Map the handshake points explicitly in every project kickoff, vendor to SI, SI to client IT, client IT to client HR, client HR to business owners. Name who owns each seam. Not the team. The person. When attrition happens mid-project, and it will, trigger an immediate handshake audit. Do not wait for the project manager to flag it. You will see it first.
For implementation leaders. Your RACI assigns tasks. It does not assign seams. That is the gap.
Add a Handshake Register to your governance model, a living document that maps every transition point, names the owner on each side, and tracks the last confirmed exchange. Review it in every steering committee. Not the tasks. The seams. When a team member leaves mid-project, treat it as a project risk requiring immediate escalation and formal knowledge transfer, before the replacement starts, not after.
In my implementations, I address this by introducing a Handshake Register at project initiation, a dedicated governance artifact that explicitly maps every seam between workstreams, names a responsible owner on each side, and tracks the last verified exchange at every major milestone. It is not a status report. It is not a RACI extension. At minimum, it tracks: seam owner on both sides, last confirmed exchange date, and next dependency. Projects that explicitly govern seams surface failures earlier and reduce late-stage surprises, before they reach go-live, before they become war stories in a lessons learned meeting.
For clients. Your internal attrition is an implementation risk, not eventually, immediately.
When someone leaves mid-project, the first call is not to HR. It is to your project manager and SI lead. The question is not “who will cover their work.” The question is “what handshake points did they own, and who owns them now.” Do not assume your vendor or SI will catch what your team dropped. They are watching their own seams. Nobody is watching yours unless you assign it explicitly.
Why AI Accelerates the Silent Handshake
The ERP ecosystem has never been more capable. Faster configurations. Deeper partner ecosystems. Higher certification standards.
And yet AI is not solving the Silent Handshake. It is accelerating it.
Here is the mechanism, layer by layer.
AI-assisted onboarding tools give replacement team members faster ramp-up, without transferring the relational and contextual knowledge that the departing employee carried. The Transition Gap closes on paper faster than ever. The knowledge gap underneath it widens.
Automated delivery confirmations, AI-generated acknowledgements, workflow triggers, system notifications, create the appearance of a completed handoff without human verification that the right artifact reached the right person at the right stage. The Assumption Gap now has a paper trail. The seam is still unowned.

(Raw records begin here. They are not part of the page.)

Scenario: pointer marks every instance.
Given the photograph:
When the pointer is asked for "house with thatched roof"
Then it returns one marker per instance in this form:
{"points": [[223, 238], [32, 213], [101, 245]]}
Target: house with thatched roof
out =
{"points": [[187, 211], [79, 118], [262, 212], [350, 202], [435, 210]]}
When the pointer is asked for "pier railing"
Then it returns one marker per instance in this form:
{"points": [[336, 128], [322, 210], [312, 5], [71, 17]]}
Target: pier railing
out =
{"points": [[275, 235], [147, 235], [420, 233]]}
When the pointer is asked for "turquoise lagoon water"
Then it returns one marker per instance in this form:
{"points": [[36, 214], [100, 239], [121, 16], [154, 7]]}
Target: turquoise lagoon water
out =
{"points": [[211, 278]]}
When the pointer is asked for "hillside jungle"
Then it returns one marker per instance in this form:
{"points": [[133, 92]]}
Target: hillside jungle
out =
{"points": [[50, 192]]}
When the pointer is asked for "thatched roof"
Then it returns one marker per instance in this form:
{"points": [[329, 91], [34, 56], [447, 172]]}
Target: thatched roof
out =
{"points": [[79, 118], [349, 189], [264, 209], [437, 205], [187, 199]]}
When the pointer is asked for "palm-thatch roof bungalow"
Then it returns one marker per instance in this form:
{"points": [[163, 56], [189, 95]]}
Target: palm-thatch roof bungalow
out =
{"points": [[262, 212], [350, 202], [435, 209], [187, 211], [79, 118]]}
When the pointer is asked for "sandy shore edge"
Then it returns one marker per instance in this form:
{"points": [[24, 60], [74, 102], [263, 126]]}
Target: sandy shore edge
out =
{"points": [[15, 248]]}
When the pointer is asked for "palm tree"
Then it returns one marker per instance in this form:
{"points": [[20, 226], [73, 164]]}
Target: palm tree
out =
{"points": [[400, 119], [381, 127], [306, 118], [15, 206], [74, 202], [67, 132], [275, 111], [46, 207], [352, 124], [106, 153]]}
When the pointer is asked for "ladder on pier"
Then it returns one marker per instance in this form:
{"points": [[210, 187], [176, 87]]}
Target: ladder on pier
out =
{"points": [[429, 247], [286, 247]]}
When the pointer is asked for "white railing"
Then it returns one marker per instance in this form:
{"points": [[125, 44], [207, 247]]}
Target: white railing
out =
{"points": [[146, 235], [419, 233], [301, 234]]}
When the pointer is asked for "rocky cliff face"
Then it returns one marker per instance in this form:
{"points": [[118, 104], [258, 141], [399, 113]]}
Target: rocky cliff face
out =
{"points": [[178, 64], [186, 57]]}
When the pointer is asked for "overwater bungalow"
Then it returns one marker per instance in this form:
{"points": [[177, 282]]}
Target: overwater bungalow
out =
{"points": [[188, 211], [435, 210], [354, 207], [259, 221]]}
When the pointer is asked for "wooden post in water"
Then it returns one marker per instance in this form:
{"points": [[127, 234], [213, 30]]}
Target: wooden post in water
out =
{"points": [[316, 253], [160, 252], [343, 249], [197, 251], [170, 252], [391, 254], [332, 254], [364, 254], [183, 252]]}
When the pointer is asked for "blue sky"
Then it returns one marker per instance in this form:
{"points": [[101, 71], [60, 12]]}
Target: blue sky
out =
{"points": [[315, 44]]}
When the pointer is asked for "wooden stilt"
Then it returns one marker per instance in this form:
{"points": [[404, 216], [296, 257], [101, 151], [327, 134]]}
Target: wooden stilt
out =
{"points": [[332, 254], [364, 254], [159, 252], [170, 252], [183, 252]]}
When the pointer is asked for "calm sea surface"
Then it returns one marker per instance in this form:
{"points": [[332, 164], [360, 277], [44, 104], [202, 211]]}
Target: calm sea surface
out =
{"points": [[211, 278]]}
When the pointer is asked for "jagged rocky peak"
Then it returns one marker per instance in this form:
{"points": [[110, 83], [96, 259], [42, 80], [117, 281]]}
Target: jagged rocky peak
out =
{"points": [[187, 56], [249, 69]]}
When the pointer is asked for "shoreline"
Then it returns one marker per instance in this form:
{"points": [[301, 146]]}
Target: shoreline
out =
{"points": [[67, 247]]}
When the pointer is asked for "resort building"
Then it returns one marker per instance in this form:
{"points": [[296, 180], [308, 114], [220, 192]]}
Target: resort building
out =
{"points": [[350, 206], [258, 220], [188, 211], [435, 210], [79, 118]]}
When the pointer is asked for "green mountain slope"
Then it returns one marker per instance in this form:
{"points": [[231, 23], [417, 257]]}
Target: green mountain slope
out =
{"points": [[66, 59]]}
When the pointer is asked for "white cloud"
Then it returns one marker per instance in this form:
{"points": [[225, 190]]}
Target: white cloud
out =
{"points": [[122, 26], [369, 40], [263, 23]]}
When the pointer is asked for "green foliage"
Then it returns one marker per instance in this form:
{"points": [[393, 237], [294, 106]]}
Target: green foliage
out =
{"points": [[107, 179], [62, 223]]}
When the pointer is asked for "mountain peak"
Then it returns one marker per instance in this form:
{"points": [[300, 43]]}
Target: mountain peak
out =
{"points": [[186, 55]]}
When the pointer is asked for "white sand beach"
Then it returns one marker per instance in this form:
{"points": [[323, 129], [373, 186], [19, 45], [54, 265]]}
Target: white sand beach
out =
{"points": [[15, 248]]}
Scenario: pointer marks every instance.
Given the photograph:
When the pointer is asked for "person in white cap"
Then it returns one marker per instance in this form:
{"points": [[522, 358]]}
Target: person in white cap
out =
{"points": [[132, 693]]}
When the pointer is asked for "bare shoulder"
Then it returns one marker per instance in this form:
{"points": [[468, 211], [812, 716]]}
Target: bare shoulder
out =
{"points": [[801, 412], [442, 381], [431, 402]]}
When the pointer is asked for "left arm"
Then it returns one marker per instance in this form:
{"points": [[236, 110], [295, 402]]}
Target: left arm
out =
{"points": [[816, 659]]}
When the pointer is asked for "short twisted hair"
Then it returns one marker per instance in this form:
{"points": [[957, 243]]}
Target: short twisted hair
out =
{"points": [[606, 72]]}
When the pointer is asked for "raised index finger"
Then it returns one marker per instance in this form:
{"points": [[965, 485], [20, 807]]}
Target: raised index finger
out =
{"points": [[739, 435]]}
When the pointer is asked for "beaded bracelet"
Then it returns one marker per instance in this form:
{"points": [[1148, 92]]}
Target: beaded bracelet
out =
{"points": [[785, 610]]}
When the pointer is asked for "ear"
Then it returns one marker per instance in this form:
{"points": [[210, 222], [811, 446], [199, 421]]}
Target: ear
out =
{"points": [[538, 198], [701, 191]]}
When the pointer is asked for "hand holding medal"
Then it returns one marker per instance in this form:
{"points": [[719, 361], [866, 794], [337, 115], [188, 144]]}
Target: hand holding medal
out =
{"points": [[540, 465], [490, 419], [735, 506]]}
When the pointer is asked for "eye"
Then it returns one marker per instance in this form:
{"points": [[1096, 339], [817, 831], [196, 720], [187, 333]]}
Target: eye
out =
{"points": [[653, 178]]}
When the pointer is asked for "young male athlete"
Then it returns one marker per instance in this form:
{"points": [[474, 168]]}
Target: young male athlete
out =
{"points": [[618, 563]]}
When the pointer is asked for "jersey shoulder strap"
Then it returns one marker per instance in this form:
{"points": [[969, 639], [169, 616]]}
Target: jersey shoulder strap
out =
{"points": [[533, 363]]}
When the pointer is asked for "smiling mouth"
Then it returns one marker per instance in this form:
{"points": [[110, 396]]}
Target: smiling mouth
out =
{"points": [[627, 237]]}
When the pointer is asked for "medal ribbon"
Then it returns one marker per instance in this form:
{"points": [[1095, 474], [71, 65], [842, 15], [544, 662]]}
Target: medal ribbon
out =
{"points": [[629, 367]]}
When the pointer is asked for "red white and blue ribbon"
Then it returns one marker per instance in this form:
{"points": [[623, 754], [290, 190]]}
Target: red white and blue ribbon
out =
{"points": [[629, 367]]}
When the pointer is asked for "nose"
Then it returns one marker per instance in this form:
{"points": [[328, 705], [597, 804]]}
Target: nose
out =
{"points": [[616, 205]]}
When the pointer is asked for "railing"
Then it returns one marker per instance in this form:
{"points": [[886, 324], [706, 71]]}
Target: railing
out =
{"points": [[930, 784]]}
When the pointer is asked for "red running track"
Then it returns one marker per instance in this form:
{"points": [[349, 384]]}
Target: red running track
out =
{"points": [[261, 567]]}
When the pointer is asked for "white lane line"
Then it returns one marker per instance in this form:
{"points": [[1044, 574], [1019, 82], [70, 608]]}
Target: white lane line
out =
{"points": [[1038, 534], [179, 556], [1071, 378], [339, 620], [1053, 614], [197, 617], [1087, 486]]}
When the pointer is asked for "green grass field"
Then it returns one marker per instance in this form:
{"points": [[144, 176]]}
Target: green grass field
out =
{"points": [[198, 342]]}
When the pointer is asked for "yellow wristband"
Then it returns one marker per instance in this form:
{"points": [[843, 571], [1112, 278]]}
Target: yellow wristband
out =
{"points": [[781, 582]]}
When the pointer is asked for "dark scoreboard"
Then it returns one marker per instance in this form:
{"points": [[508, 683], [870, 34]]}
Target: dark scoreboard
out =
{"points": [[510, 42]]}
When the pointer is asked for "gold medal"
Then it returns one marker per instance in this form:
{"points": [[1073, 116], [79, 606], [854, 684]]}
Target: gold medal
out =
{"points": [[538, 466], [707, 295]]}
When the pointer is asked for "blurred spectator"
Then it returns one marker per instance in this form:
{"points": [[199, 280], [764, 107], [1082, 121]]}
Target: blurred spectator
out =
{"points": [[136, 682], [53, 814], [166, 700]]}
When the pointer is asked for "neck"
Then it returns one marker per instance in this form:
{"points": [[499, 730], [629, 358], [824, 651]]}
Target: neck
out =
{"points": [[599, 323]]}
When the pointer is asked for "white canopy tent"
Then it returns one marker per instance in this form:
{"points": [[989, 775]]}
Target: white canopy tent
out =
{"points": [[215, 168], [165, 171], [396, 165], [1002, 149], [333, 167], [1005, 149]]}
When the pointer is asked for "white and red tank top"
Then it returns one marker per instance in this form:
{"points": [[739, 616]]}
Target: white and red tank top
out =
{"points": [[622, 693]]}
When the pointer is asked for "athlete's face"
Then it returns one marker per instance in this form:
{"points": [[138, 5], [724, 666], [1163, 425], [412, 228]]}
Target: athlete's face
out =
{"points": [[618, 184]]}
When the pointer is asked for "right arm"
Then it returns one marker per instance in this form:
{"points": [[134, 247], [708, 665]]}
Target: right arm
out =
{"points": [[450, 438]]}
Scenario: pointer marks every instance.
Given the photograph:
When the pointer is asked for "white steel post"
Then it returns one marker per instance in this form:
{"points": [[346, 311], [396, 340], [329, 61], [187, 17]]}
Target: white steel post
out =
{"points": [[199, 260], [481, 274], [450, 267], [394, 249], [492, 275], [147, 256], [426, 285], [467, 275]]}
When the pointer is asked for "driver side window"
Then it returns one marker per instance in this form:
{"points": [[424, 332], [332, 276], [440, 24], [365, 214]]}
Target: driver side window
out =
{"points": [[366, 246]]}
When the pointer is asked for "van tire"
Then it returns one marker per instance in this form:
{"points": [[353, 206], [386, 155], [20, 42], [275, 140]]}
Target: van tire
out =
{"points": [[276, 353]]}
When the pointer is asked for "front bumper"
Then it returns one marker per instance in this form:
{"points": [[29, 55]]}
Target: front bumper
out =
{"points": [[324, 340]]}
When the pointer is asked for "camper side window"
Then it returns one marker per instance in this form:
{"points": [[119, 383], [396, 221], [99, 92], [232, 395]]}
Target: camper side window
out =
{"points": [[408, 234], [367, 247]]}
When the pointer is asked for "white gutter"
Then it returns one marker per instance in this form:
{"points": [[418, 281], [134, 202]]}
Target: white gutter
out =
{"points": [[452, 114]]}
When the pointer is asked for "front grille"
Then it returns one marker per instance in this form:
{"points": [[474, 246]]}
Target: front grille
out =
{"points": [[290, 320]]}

AI project dashboards synthesize status across workstreams and surface what each team reports as their priority. They do not surface the gap between what was agreed and what was anchored. The Documentation Gap becomes invisible precisely because the tooling makes every team look aligned.
Automation removes human checkpoints. Human checkpoints were imperfect. They were also the moments when someone noticed the seam.
The Silent Handshake has always been a governance problem. In an AI-assisted implementation environment, it becomes a governance problem with fewer natural detection points. That is not a reason to slow AI adoption. It is a reason to govern the seams more deliberately, with more explicit ownership, more rigorous handshake registers, more human verification at boundaries, than any implementation methodology currently requires.
I have documented this pattern across nineteen years of ERP implementations. The Silent Handshake is not going away. But it is nameable, trackable, and governable, if someone in the room decides to own it.
The industry has named the symptom. It has not named the cause.
Now it has a name. And once you see it, you will not unsee it.
If you have seen it, you have experienced the Silent Handshake.
It has a different name in every lessons learned meeting.
What did your team call it?
This article is part of the Silent Handshake series, examining the failure anatomy of ERP and Workday implementations. The Silent Handshake framework maps the gaps that open between teams, phases, and assumptions in enterprise technology projects, in the space where existing project failure models do not look. silenthandshake.com
References:
1. Project Management Institute. Pulse of the Profession 2023: Power Skills. PMI, 2023.
2. Standish Group. CHAOS Report 2020. The Standish Group International, 2020.
3. Budzier, Alexander, and Bent Flyvbjerg. “Why Your IT Project May Be Riskier Than You Think.” Harvard Business Review, September 2011.
The Silent Handshake: Why ERP Deliverables Break Between Teams, Not Within Them was originally published in Towards AI on Medium, where people are continuing the conversation by highlighting and responding to this story.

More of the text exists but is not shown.